There is No Homunculus in your Software

§ January 12, 2009 06:52 by beefarino |

I want to refactor some code to a strategy pattern to isolate some complex authentication procedures, rather than have hard-coded behavior that prevents unit, load, and performance testing.  I just had a very frustrating discussion about it ...  

Developers talk about their code as if it were people all the time.  I do it, you do too.  Most of the time it's harmless, as in this little quip I said this morning:

"So when the service wants to authenticate the client, it will ask whatever authentication strategy is available."
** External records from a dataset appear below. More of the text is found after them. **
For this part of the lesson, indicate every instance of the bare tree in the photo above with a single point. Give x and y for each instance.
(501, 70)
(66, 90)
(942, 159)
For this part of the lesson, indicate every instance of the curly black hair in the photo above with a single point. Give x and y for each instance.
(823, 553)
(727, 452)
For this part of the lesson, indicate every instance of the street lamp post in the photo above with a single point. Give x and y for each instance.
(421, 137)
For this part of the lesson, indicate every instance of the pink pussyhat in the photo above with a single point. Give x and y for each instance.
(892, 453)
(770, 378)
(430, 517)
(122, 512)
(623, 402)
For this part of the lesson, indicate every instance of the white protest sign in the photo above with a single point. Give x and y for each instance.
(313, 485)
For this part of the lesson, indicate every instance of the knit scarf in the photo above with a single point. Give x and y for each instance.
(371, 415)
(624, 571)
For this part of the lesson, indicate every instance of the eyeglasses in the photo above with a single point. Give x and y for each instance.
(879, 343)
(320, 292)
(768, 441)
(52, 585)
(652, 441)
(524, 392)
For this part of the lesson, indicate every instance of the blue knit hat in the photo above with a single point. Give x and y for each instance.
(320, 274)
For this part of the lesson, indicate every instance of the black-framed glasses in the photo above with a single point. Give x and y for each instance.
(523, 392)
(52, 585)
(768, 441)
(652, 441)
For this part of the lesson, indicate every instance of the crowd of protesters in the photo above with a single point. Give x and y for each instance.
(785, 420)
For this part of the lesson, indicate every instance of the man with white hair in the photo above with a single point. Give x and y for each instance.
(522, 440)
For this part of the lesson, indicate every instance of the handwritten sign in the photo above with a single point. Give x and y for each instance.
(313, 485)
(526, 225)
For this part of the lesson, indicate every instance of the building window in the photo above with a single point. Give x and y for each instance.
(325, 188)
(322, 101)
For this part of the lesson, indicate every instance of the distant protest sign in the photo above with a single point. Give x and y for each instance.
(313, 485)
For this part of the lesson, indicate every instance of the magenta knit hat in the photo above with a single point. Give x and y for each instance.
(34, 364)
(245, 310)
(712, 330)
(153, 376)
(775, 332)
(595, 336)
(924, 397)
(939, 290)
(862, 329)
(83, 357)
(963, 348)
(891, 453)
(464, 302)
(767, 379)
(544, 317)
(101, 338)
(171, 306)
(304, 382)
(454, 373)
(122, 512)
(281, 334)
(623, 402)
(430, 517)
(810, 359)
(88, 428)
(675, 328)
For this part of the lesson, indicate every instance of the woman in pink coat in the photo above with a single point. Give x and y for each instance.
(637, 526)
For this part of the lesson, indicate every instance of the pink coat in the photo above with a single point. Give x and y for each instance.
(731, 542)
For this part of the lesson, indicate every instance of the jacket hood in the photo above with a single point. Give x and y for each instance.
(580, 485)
Everyone in the conversation obviously knows that the application isn't capable of wanting or asking, and that these are metaphors to hand-wave over the technicalities of calling on an object.  No harm done; but consider the reply:

"But how would the service know that the client was really authenticated unless it does the work itself?"

Both examples show a kind of anthropomorphism ( like when your car won't start because it's upset with you for not changing its oil, or that your laptop doesn't like the couch because it won't connect to your wireless network there ).  Wants and asks describes dependencies and actions of the software - in short, the software's behavior.  Know attributes a conscious state to the software - that it somehow can understand the difference between doing some work and calling someone else to do the same work, which is nothing short of a direct demotion of a functional requirement ( the service MUST authenticate all clients ) into a software implementation ( this class MUST contain all authentication code ).

There is no homunculus in the software.  There is no little dude sitting in a virtual Cartesian Theater watching the bits fly by and getting upset when things don't happen the way he thinks they should.

Software doesn't know anything.  Software does whatever it is told to do.  If the service contains the authentication code, or if it delegates to a strategy that performs the same action, the behavior is the same.  Given that, if the former is prohibitive to testing, I say do the latter and test my heart out!!




Accountability and Software Development

§ January 7, 2009 01:26 by beefarino |

Jay Field today posted The Cost of Net Negative Producing Programmers, where he describes his view of how the software development industry fosters NNPPs via overpromotion and a lack of accountability.  A good read, with some good points, especially about the total cost of keeping NNPPs on a software team.  However, I don't agree that developers are never held to the same legal and financial accountability as, say, doctors or lawyers.  Consider industries I've worked in my career....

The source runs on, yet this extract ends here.